Poiché l’Africa ha una crescita demografica importante, vale la pena di guardare anche all’aumento del Pil pro-capite, che vede in testa di nuovo la Costa d’Avorio, seguita a ruota dal Burkina Faso e dal Senegal, mentre in Congo, Ciad, Gabon e Camerun c’è stagnazione, o comunque una crescita limitata.
Un po’ come succede nell’area euro, i divari sono ancora maggiori se guardiamo al debito pubblico e al valore dell’export rispetto al Pil.
Il debito del Congo Brazzaville supera il 100% del Pil, mentre quello di Mali e Camerun è sotto il 40%. Per Gabon e Senegal, poi, le esportazioni hanno una importanza più che doppia rispetto a quella di Paesi ugualmente piccoli come Niger o Repubblica Centrafricana.
Non sembra quindi esserci un destino comune, ma anche volendo guardare ad una media tra questi Paesi non sembra vi sia uno svantaggio economico evidente rispetto al resto del Continente, anzi.
Sia considerando la crescita del Pil reale tout court che quella del Pil pro-capite, i Paesi che hanno adottato il franco Cfa se la sono cavata meglio dell’Africa Subsahariana in generale nel 2018, +4,4% contro +3,1% nel primo caso e + 1,9% contro -0,7% nel secondo.
E se non calcoliamo i due giganti economici regionali, Nigeria e Sud Africa, che negli ultimi anni hanno sofferto della stagnazione, sono rimasti nella media.
Anche dal punto di vista del debito e dell’export le differenze tra i Paesi dell’unione monetaria sono ridotte.
A livello di trend, poi, la crescita dei Paesi del franco Cfa pare avere avuto un miglioramento nel tempo. Dal 2012 in poi, dopo un decennio di ritardi è stata agganciata e poi superata la media degli altri Paesi africani.
Questo soprattutto per merito di due dei quattro Paesi più importanti dell’unione monetaria, Costa d’Avorio e Senegal.
Soffrono di più invece i Paesi membri del franco Cfa dell’Africa Centrale. Si tratta quindi, come in tutto il Continente, di una situazione a macchia di leopardo. Nonostante la supposta rigidità del franco Cfa, il Senegal e la Costa d’Avorio sono tra i 10 Paesi più promettenti secondo l’Africa Investment Index di Quantum Global.
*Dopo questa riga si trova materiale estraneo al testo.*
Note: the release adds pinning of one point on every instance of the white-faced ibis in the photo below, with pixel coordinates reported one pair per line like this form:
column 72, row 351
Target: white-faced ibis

Questo grazie, nel primo caso, alle riforme politiche, che consentono l’alternanza democratica al potere, e a quelle economiche che puntano allo sviluppo dell’industria di trasformazione, dopo decenni di monocoltura delle arachidi. Tant’è che gli investitori cinesi, turchi e marocchini, in sostituzione dei soliti francesi, si sono già fatti vedere. Ad attrarre i capitali è il mix di globalizzazione e democrazia, pure se a poche centinaia di chilometri da Dakar si trovano le porzioni di Sahara percorse dagli islamisti.
In Costa d’Avorio vi sono elementi simili: una crescita del settore privato, riforme fiscali e finanziarie e investimenti in tecnologia ed agricoltura, uniti a una svolta politica di pacificazione dopo la crisi e la guerra civile del 2011. Merito anche di alcuni pozzi offshore. D’altra parte, secondo la stessa classifica, tra i 10 Paesi peggiori per investire ci sono anche quelli del franco Cfa. Sono la Repubblica Centrafricana e la Guinea Equatoriale.
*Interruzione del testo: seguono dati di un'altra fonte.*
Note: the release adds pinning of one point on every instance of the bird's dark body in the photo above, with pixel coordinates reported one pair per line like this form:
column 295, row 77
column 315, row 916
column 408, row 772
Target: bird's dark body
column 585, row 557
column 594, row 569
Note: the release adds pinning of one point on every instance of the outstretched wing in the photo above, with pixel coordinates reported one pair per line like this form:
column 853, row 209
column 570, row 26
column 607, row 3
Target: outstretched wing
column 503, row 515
Il punto è che la politica conta ancora molto da queste parti: una dittatura che congela il Paese per trent’anni, come in Camerun, o una guerra civile che scoppia hanno molto più peso della moneta adottata. Così come ce l’hanno le riforme che i governi, timorosi di non essere riconfermati in un sistema democratico, finalmente si decidono a mettere in atto.
Tuttavia, esattamente come accade nella zona Euro, dove chi cresce meno fa presto a dare la colpa alla moneta unica, così anche in Africa in tanti sono tentati di fare lo stesso. E ora, per motivi tutti politici, gli uni (europei) cercano di dare una sponda agli altri (africani).
Resta il fatto che, guarda caso, si tratta di monete che non tolgono ad alcuni di questi Paesi la possibilità di mettere a segno progressi doppi del Pil rispetto ad altri. Probabilmente allora c’è dell’altro. E quindi sarà il caso di trovare un altro capro espiatorio per spiegare le proprie disgrazie.